On March 9, the U.S. Securities and Exchange Commission proposed a rule that publicly traded companies disclose data breaches and other significant cybersecurity incidents within four days. This is not necessarily new for multinational companies. In Europe, the EU’s General Data Protection Regulation (GDPR) has required any organization handling the data of European citizens to notify authorities within 72 hours of becoming aware of a breach.
What to do about it?
CIOs need to think of storage as part of their overall enterprise cyber security strategy. It is critical to increase your organization’s storage cyber resilience as a safeguard against cyberattacks that could cripple your business.
Cyberattacks have become increasingly sophisticated, pervasive, and aggressive, targeting both primary storage and secondary storage. So, changing the paradigm from an overall corporate security perspective is imperative. A cyber resilience solution is deemed effective when it provides guaranteed availability and a fully scaled data restoration for business continuity.
You need to take an end-to-end approach to stay ahead of cybersecurity threats. This entails evaluating the relationship between cybersecurity, storage, and cyber resilience. Primary storage and secondary storage need to be protected, ranging from logical air gapping to real-time data encryption to immutable copies of your data to instantaneous recovery.

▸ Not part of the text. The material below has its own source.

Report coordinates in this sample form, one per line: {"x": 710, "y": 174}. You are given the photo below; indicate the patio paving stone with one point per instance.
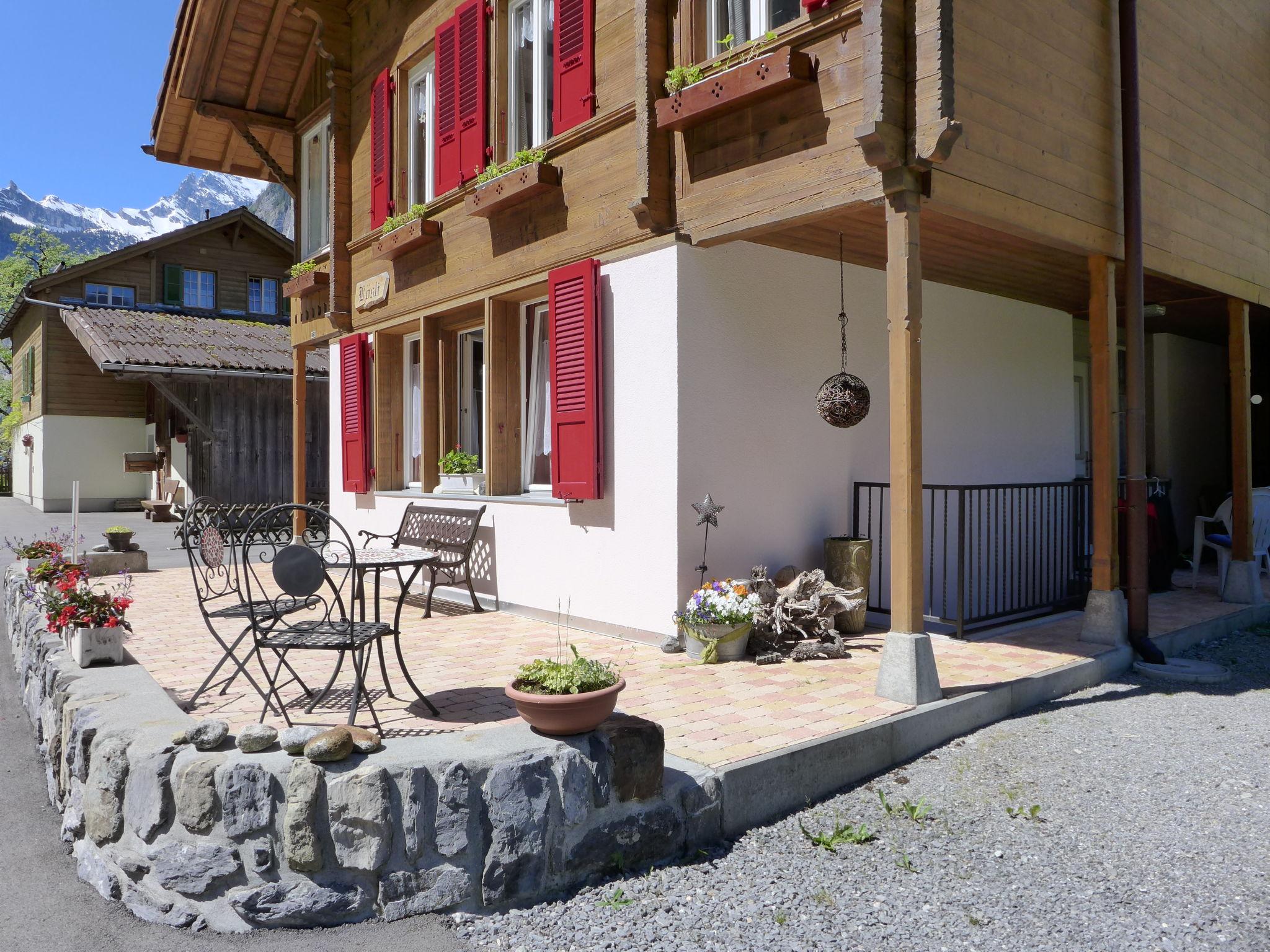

On the primary storage front, it is essential to conduct a detailed analysis of the data, determine what data needs to be encrypted and what doesn’t, what needs cyber resilience and what doesn’t, and figure out how the protection needs keep your company in compliance – especially if your company is in a regulated market, such as financial services, pharmaceuticals or healthcare, or if your company is publicly traded.
On the secondary storage front, you need to decide what to do for modern data protection (a term that was previously known as “back up” in the past) and how to make that cyber resilient. Additionally, you need to create a storage plan for data replication/snapshots to meet your requirements for disaster recovery and business continuity.
The bottom line is that cybersecurity must go hand-in-hand with storage cyber resilience.